Using his Apple notebook Charles brought up the TV show from KNHF with the Thornton’s.
“I saw that show,” the man with the question said. “The documented proof was a DNA match wasn’t it?”
“Yes sir, it was,” Charles answered
“What does that have to do with your project?” The man asked.
“We asked and they volunteered to travel back to the town where their daughter lived. They signed a release absolving the school of any liability and then went back through a wormhole.”
“How do you know they went back?” Most of the board members were leaning forward, their interest aroused
“I had arranged for them to leave a message in a prearranged place, then I retrieved the message. It included this.” He passed a laminated dateline of the Boston newspaper with a date of April 17, 1870. “It was left in one of the few buildings from that time still in existence. From here they took a train to Oregon to stay with their daughter and grandson.”

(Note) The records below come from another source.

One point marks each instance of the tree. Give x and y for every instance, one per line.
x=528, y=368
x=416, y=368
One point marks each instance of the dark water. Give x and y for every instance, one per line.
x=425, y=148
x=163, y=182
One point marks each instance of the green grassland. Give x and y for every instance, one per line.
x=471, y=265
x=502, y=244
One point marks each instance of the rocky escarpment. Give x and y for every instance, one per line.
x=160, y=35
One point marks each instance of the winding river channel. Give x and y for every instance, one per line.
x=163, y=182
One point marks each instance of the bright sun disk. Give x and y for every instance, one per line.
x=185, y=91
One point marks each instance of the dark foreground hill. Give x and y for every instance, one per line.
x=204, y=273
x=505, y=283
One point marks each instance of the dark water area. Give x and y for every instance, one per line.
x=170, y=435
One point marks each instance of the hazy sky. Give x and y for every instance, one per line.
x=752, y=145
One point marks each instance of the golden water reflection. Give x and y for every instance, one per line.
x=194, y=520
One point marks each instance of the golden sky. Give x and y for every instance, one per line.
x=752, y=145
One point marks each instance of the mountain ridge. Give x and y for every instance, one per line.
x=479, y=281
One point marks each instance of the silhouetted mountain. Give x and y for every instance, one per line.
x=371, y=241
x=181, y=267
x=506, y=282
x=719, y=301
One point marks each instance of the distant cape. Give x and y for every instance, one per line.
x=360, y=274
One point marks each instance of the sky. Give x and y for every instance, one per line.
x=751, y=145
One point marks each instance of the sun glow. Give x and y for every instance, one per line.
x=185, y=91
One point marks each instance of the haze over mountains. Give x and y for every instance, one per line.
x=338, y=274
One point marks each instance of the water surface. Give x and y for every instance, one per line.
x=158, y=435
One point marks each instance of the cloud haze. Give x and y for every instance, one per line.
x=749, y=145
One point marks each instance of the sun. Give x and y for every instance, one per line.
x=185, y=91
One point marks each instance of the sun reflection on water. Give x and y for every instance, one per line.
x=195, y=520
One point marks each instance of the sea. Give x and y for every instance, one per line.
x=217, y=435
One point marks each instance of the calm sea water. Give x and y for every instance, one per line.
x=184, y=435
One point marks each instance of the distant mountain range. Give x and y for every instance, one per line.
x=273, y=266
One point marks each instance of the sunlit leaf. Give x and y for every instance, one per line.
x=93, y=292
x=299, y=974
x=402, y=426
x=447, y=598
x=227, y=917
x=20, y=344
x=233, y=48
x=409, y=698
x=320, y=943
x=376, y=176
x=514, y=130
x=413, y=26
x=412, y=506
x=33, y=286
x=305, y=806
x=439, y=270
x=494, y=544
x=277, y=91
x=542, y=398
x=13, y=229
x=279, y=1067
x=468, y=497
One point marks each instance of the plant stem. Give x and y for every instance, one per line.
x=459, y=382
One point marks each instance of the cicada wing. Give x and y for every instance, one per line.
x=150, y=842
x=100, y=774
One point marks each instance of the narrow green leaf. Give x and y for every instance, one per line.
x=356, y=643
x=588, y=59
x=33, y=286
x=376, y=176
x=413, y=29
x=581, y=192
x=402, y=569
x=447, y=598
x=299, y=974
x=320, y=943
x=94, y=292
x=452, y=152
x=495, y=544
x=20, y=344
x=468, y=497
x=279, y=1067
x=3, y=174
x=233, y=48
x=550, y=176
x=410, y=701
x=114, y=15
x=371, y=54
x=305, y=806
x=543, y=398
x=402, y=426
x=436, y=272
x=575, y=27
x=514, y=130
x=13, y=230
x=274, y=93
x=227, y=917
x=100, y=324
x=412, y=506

“How is it you know all of this?” the chairman asked.
“Mr. Thornton began having heart problems, and his wife sent a message hoping to alert us to the problem so we could try to prevent future problems. The message was a prearrangement with the family living on the farm today, descendants of the pioneer family, and Angela Thornton.”

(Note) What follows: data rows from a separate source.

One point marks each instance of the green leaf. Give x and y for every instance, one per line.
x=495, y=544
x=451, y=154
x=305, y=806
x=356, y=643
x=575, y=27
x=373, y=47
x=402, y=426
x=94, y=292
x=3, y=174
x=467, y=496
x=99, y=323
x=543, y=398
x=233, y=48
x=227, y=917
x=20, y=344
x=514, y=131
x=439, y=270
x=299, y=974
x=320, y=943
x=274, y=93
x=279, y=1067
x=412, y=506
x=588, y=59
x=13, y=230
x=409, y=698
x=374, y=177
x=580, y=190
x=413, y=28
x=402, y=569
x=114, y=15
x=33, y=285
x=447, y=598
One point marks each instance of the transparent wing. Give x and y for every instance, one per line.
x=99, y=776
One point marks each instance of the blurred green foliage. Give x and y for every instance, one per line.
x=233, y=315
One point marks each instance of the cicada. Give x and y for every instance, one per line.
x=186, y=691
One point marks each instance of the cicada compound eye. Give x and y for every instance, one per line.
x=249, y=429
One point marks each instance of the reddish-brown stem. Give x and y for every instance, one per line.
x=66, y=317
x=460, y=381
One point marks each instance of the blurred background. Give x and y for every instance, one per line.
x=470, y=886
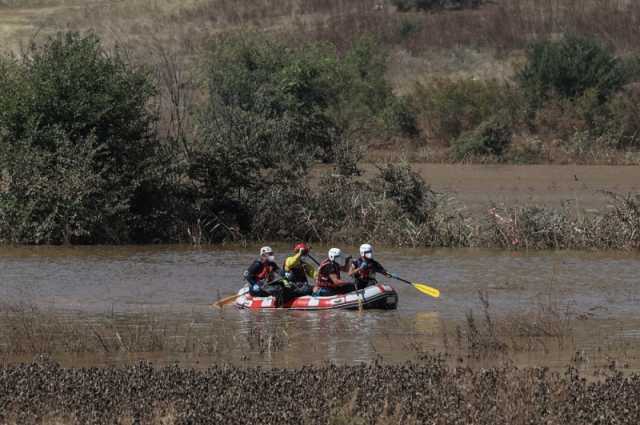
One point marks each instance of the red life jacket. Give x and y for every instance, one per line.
x=265, y=271
x=327, y=268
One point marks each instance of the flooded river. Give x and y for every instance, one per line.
x=174, y=286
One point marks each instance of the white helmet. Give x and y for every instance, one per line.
x=366, y=250
x=334, y=254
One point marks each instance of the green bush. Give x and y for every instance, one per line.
x=491, y=138
x=623, y=124
x=70, y=109
x=569, y=68
x=59, y=195
x=400, y=117
x=447, y=108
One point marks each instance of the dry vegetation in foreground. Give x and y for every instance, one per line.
x=425, y=392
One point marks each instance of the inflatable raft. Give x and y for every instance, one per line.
x=378, y=296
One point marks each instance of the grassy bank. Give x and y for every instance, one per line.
x=164, y=135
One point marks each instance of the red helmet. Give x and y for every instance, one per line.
x=301, y=246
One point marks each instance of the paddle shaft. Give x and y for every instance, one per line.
x=400, y=279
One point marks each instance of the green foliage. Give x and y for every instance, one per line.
x=623, y=124
x=492, y=137
x=59, y=195
x=75, y=137
x=569, y=68
x=407, y=189
x=272, y=111
x=400, y=117
x=447, y=107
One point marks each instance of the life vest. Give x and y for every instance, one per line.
x=368, y=273
x=327, y=268
x=266, y=269
x=298, y=274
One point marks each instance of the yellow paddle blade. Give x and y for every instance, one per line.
x=221, y=302
x=433, y=292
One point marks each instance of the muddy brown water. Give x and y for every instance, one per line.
x=178, y=284
x=476, y=185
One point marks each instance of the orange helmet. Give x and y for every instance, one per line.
x=303, y=247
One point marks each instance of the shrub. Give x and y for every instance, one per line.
x=624, y=122
x=70, y=109
x=59, y=195
x=447, y=108
x=569, y=68
x=272, y=111
x=492, y=137
x=399, y=117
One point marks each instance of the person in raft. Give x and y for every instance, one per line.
x=261, y=275
x=328, y=280
x=298, y=272
x=364, y=268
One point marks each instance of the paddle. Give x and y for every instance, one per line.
x=425, y=289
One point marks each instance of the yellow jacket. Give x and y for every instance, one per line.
x=295, y=261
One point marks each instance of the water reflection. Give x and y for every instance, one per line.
x=179, y=283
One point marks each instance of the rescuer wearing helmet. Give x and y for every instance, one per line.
x=261, y=274
x=297, y=271
x=328, y=280
x=364, y=268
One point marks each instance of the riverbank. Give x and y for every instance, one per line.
x=422, y=392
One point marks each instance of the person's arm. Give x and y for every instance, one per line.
x=378, y=268
x=292, y=261
x=336, y=281
x=347, y=263
x=353, y=269
x=252, y=272
x=310, y=271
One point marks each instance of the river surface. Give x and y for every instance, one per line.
x=598, y=291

“My question is the same,” the chairman asked
Charles smiled. He had them “I obtained two doses of Tissue Plasminogen Activator, took it back and administered it. It took care of the problem. I stayed a few days to make sure it worked, and then came home.”
“tPA requires medical training to administer,” one of the board members, who was also a doctor said.
“Yes sir, it does. I have a medical degree from Harvard. I flew with the Boston Emergency Med Flight prior to coming here.”
“Young man, you make a compelling argument. Thank you for telling us your story.”
“I do have one question,” a previously quiet member asked. “Is it possible to travel into the future?”
“Both Albert Einstein and Stephen Hawking have said there is no scientific reason why not, but it’s going to be extremely difficult. It would require a spaceship that could approach the speed of light. That would take an unimaginable amount of energy. In reality those in the international space station do go into the future. One of the Soviet Cosmonauts came back two 100ths of a second in the future. Not much, but it’s a start.”
“Dr. Fujikawa, Dr. Vanlandingham, this has been most enlightening. Thank you for your time,” the chairman said, and brought the meeting to a close.

Later…
“How do you think they received it? Charles asked his boss.
“You did outstanding job,” Fujikawa enthused. “We might have chance.”